The Tender Rule — Reinstatement and Redemption are Different
Under California’s “tender rule,” a borrower suing to halt or unwind a wrongful foreclosure sale generally must allege that it tendered the amounts due on the loan before the sale. The rationale underlying the tender rule is straightforward: if the borrower could not have paid the amounts due had the sale been proper, then any irregularities in the sale could not have caused damage to the borrower.
But the amount due for tender depends on timing. Borrowers have two important, inter-related rights to defeat a foreclosure sale: reinstatement and redemption. The tender rule applies very differently depending on which right is at issue.
A recent opinion from California’s Third Appellate District — Turner v. Seterus, Inc. — addressed how the tender rule works differently in situations involving reinstatement versus redemption.
Facts: lender rejects borrower’s attempted tender on defaulted loan
The borrower obtained a loan for $260,000 secured by a deed of trust on her real property. After losing her job during the Great Recession, the borrower fell into default on the payments.
The lender recorded a notice of default, which stated the amount due to cure the default was $21,139.25. The notice of default also notified the borrower of her statutory right to reinstate the loan by paying the amounts currently due at least five days before the foreclosure sale. A few months later, the lender recorded a notice of trustee’s sale.
Ten days before the sale date, the borrower contacted the lender, who informed the buyer that the amount due had grown to $30,800. The borrower had recently deposited $30,000 into her bank account, and told the lender that she would like to pay off the entire amount of the default. The lender refused to accept the payment, saying that only borrowers in a loan modification process were allowed to cure a default, and the borrower could not receive a modification.
After the borrower’s short detour through a bankruptcy proceeding, the property was ultimately sold at a trustee’s sale.

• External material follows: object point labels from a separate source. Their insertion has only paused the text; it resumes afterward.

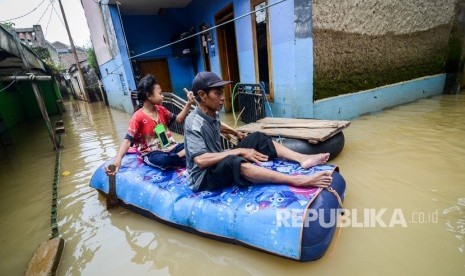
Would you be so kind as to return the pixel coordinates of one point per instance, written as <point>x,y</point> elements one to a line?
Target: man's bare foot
<point>315,159</point>
<point>321,179</point>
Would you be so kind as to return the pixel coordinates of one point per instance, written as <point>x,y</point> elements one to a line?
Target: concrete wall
<point>98,35</point>
<point>349,106</point>
<point>362,44</point>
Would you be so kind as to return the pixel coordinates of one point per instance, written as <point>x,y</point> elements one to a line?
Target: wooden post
<point>112,198</point>
<point>37,94</point>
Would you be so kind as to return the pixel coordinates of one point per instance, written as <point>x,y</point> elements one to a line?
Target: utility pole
<point>73,49</point>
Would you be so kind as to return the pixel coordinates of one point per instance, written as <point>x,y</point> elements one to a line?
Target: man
<point>210,167</point>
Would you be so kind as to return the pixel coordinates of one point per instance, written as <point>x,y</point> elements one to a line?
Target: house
<point>28,88</point>
<point>315,59</point>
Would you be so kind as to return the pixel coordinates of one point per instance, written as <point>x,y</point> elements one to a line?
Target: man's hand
<point>253,155</point>
<point>240,135</point>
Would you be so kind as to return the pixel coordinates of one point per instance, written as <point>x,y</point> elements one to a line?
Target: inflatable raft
<point>296,223</point>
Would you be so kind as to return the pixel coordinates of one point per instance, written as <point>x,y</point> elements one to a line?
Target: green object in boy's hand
<point>160,131</point>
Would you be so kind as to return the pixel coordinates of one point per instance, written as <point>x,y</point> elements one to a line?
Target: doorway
<point>227,49</point>
<point>158,68</point>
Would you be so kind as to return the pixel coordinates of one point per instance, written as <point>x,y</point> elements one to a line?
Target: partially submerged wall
<point>363,44</point>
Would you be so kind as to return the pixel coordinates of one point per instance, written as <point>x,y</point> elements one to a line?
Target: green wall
<point>19,103</point>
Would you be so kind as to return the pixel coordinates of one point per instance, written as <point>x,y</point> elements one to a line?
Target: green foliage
<point>42,52</point>
<point>92,60</point>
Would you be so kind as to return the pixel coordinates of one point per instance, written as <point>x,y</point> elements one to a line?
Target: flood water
<point>408,161</point>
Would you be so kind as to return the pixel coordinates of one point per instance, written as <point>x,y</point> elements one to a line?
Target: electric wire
<point>194,35</point>
<point>26,13</point>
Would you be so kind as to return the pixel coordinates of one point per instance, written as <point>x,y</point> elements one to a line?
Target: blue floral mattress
<point>277,219</point>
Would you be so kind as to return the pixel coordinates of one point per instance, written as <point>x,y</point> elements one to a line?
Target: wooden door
<point>227,49</point>
<point>158,68</point>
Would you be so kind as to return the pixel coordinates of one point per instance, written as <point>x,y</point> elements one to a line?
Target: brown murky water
<point>408,161</point>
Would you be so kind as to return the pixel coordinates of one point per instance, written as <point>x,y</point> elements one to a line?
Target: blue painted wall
<point>291,56</point>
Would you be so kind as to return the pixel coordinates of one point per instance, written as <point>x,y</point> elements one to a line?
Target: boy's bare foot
<point>321,179</point>
<point>316,159</point>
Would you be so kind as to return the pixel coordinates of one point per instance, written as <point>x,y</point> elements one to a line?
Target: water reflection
<point>411,158</point>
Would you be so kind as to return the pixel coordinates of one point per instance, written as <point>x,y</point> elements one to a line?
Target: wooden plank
<point>314,131</point>
<point>303,125</point>
<point>46,258</point>
<point>271,120</point>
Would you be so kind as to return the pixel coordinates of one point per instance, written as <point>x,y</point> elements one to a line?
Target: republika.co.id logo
<point>359,218</point>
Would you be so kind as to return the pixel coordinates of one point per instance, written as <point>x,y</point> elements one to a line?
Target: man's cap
<point>205,80</point>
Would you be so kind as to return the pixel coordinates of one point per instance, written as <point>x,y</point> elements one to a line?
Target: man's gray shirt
<point>201,135</point>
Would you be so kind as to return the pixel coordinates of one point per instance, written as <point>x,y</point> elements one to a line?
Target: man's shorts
<point>228,171</point>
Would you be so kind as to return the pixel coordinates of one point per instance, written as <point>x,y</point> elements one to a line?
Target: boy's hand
<point>190,97</point>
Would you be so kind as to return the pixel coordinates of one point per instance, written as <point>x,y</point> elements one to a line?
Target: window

The borrower sued for wrongful foreclosure, among other claims.
Trial court’s ruling: no tender of entire loan amount; case dismissed
The trial court dismissed the borrower’s claims by sustaining the lender’s demurrer. The trial court held that the borrower failed to allege tender of the full amount due under the accelerated loan — i.e., the entire amount of the loan.
The borrower appealed.
Court of Appeal’s opinion: reversed; borrower adequately alleged tender of amounts needed to reinstate
The Court of Appeal reversed the trial court’s judgment and gave new life to the borrower’s claim for wrongful foreclosure.
The court rejected the lender’s argument (and the trial court’s ruling) that the tender rule required the borrower to tender the full amount due under the loan. The court acknowledged that many prior cases have held that this is exactly what the borrower is required to allege, but that those cases arose in the context of redemption, not reinstatement.
What’s the difference?
Reinstatement is governed by Civil Code section 2924c. Under that statute, a borrower has a statutory right, up to five days before the noticed foreclosure sale, to stop the sale by tendering the amount due as specified in section 2924c(a)(1). The amount due is all amounts of principal, interest, taxes, and other costs that are currently in default, but does not include “the portion of principal as would not then be due had no default occurred” (i.e., the entire accelerated balance of the loan).
When the borrower reinstates the loan by paying the amounts currently in default, all foreclosure proceedings must stop, and the loan and deed of trust are reinstated in full force and effect “as if the acceleration had not occurred.”
Redemption, on the other hand, allows the borrower to pay the debt in full — i.e., the entire loan balance. When the borrower redeems, the debt is paid and the deed of trust must be released.
The court noted that the “tender rule arose in the context of redemption cases where the plaintiffs sought to set aside the trustee’s sale for irregularities in the foreclosure sale notice or procedure.” So, unsurprisingly, those cases feature language requiring the borrower to have tendered the entire amount of the loan before proceeding on a wrongful foreclosure claim. Otherwise, borrowers would be unjustly enriched — they could recoup the property while evading their lawful debt.
But in this case, the borrower’s wrongful foreclosure case was not based on irregularities with the sale notice or procedure. Instead, the claim arose from the borrower’s right to reinstate the loan, and the lender’s refusal to accept the borrower’s attempted tender that would have cured the default. But for the lender’s wrongful refusal to accept the tender, the borrower “would have cured the default,” which would have reinstated the loan and extinguished the basis for the trustee’s sale.
The court emphasized that under the language of Civil Code section 2924c, when the borrower makes a proper tender, reinstatement of the loan is mandatory.
The court concluded that the borrower adequately alleged tender under the circumstances, and if the alleged facts were true, the foreclosure sale “was without legal basis and void.”
Borrowers must comply with the “tender rule” in order to state a cause of action for wrongful foreclosure. But the amount of the tender depends on whether the right of reinstatement or redemption is at issue. If there are at least five days remaining before the sale, the borrower must only tender the amounts currently due, not the entire accelerated loan balance.